GCKD may present in infancy with abdominal masses and renal failure. Later they might present with hypertension, flank pain and hematuria. The earlier the diagnosis is made, more severe the course of the disease. Patients with familial hypoplastic GCKD variant have small kidneys with abnormal collecting system and abnormal or absent papillae and they present with chronic renal failure in early life, but tend to have stable course later on. Ultrasonography demonstrates bilateral renal enlargement without distortion of renal contour with increased cortical and medullary echogenecity with loss of cortico-medullary differentiation and evidence of cortical cyst. The main differentiating feature to distinguish GCKD and ARPKD is abnormal medullary pyramids in the later. In future, CT scan and MRI may be valuable in distinguishing these two diseases. The clinical course and prognosis are quiet variable and dependant on the presence of associated disorders.

Acknowledgment

We thank the Department of Histopathology, Apollo Hospitals, Chennai for their help in histopathology.

Contributors: MVK, NP and BRN managed the child. MVK and NP wrote the manuscript and BRN reviewed it. MVK shall act as the guarantor.

Funding: None.

Competing interest: None stated.

 

 References


 

1. Taxy JB, Filmer RB. Glomerulocytic Kidney. Report of a case. Arch Pathol Lab Med 1976; 100: 186-188.

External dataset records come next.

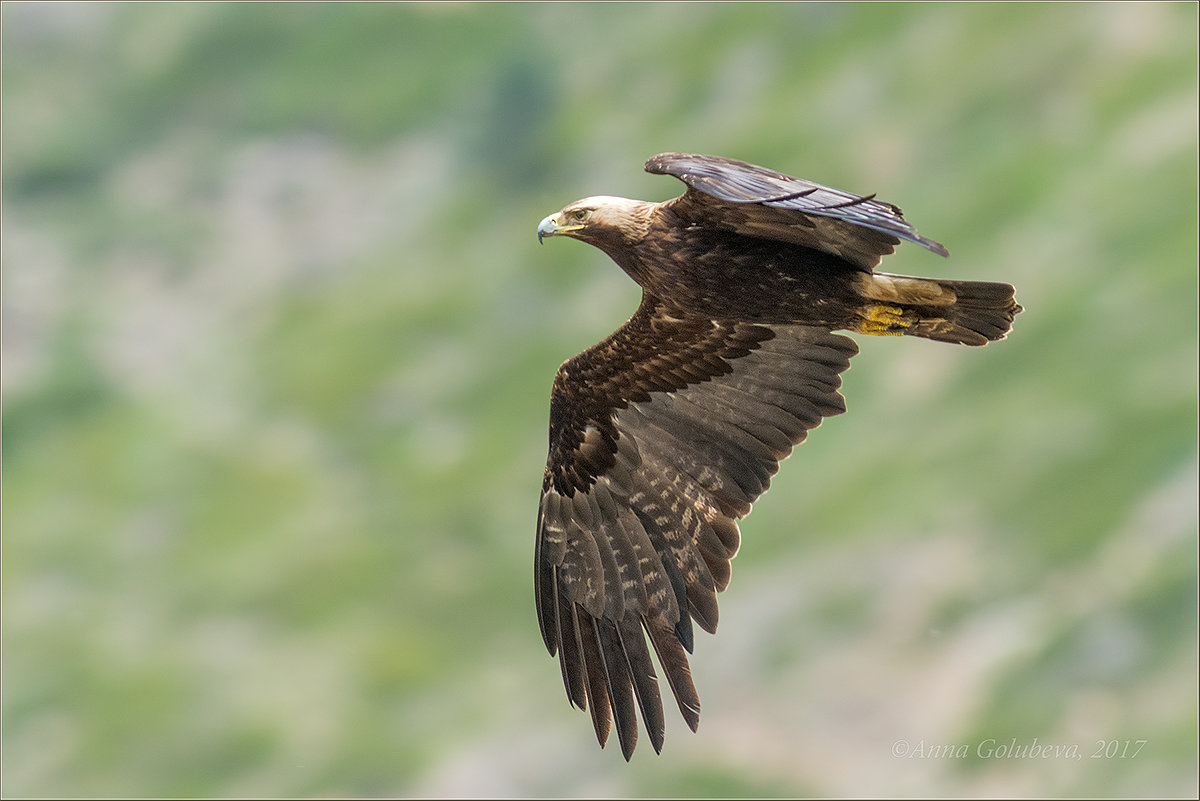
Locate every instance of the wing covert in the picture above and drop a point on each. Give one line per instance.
(661, 438)
(757, 202)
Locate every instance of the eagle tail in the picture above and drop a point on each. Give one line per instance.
(965, 312)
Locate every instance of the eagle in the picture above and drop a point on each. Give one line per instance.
(664, 434)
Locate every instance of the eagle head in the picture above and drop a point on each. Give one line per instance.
(601, 221)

2. Sharp CK, Bergman SM, Stockwin JM, Robbin ML, Galliani C, Guay-Woodford LM. Dominantly transmitted glomerulocystic kidney disease: A distinct genetic entity. J Am Soc Nephrol 1997; 8: 77-84.

3. Rizzoni G, Loirat C, Levy M, Milanesi C, Zachello G, Mathieu H. Familial hypoplastic glomerulocystic kidney: A new entity? Clin Nephrol 1982; 18: 263-268.

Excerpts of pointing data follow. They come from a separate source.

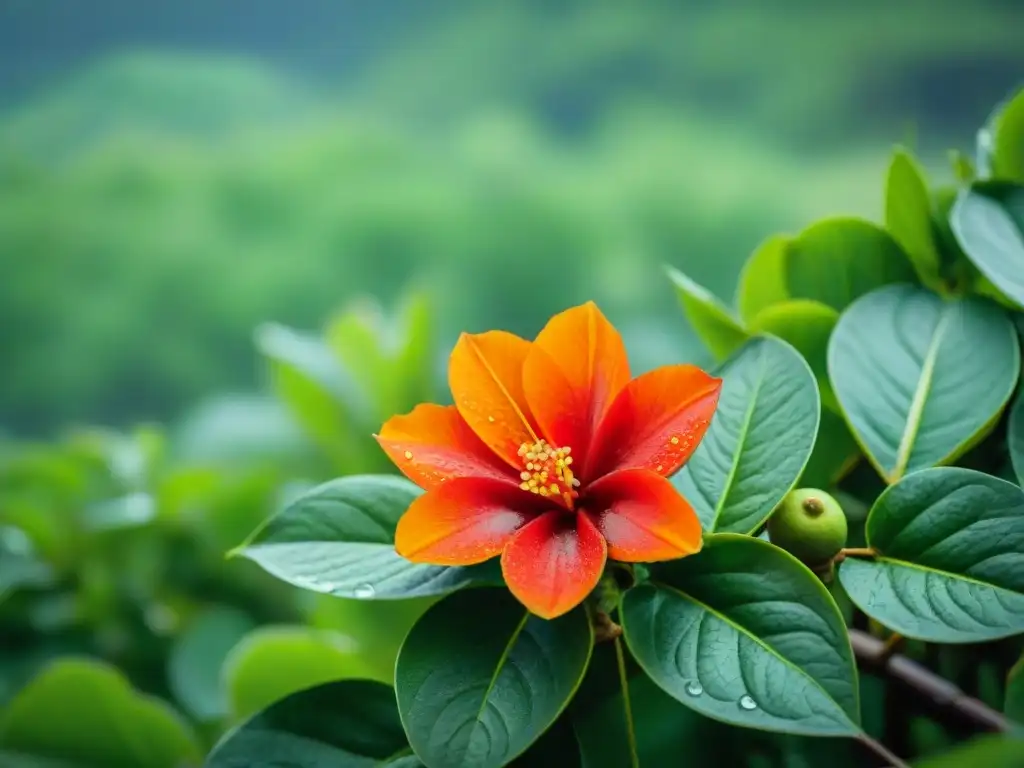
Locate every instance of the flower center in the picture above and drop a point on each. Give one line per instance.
(548, 471)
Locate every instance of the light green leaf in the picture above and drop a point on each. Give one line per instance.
(194, 667)
(988, 222)
(806, 326)
(759, 440)
(712, 321)
(920, 377)
(762, 282)
(908, 216)
(87, 713)
(479, 679)
(271, 663)
(345, 724)
(1008, 142)
(743, 633)
(950, 558)
(338, 539)
(1015, 437)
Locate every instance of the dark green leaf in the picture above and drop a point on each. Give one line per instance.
(908, 216)
(345, 724)
(759, 440)
(988, 222)
(920, 378)
(194, 667)
(338, 539)
(273, 662)
(806, 325)
(743, 633)
(950, 558)
(712, 321)
(479, 679)
(87, 713)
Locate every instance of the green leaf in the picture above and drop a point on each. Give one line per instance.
(806, 326)
(1014, 707)
(1008, 142)
(194, 667)
(87, 713)
(908, 216)
(1015, 437)
(950, 558)
(743, 633)
(712, 321)
(338, 539)
(479, 679)
(345, 724)
(920, 377)
(759, 440)
(271, 663)
(762, 282)
(988, 222)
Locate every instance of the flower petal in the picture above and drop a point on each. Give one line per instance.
(656, 422)
(463, 521)
(572, 374)
(642, 517)
(554, 562)
(433, 443)
(485, 377)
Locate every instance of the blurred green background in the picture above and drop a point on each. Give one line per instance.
(257, 228)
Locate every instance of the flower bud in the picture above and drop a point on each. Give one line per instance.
(810, 525)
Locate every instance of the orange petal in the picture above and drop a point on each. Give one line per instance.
(554, 562)
(433, 443)
(576, 369)
(485, 377)
(463, 521)
(656, 422)
(642, 517)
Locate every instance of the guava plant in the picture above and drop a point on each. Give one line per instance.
(696, 536)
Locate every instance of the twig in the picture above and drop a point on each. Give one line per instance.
(942, 694)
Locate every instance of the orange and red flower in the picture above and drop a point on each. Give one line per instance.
(553, 458)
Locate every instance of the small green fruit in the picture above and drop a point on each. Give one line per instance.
(810, 525)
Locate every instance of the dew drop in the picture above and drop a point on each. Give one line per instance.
(365, 592)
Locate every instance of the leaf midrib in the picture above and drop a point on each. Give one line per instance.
(761, 643)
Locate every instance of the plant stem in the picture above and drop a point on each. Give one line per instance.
(939, 692)
(631, 733)
(880, 749)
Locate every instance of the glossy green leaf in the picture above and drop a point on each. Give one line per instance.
(950, 558)
(338, 539)
(806, 326)
(908, 216)
(345, 724)
(759, 440)
(1015, 437)
(920, 377)
(1014, 707)
(762, 282)
(271, 663)
(988, 222)
(87, 713)
(194, 667)
(743, 633)
(712, 320)
(479, 679)
(1008, 141)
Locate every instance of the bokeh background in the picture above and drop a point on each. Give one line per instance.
(237, 236)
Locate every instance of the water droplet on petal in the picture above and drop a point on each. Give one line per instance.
(365, 592)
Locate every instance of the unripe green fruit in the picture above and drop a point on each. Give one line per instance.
(810, 525)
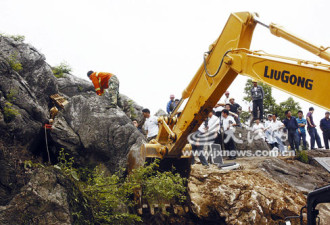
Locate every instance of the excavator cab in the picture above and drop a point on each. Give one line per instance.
(227, 57)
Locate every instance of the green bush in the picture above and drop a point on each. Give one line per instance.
(11, 96)
(9, 113)
(159, 187)
(61, 69)
(17, 37)
(302, 156)
(14, 63)
(110, 196)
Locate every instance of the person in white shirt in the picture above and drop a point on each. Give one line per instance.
(268, 132)
(276, 127)
(221, 103)
(150, 125)
(258, 130)
(208, 130)
(211, 124)
(228, 124)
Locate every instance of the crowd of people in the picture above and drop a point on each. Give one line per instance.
(226, 116)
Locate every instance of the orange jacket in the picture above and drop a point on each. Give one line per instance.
(100, 81)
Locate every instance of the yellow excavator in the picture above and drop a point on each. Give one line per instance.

4. Kaplan BS, Gordon I, Pincott J, Barratt TM. Familial hypoplastic glomerulocystic kidney disease: a definite entity with dominant inheritance. Am J Med Genet 1989; 34: 569-573.

5. Bingham C, Bulman MP, Ellard S, Allen LI, Liplcin GW, Hoff WC et al. Mutations in the hepatocyte nuclear factor-1 beta gene are associated with familial hypoplastic glomerulocystic kidney disease. Am J Hum Genet 2001; 68: 219- 224.

6. Bernstein J. Glomerulocystic kidney disease: Nosological considerations. Pediatr Nephrol 1993; 7: 464-470.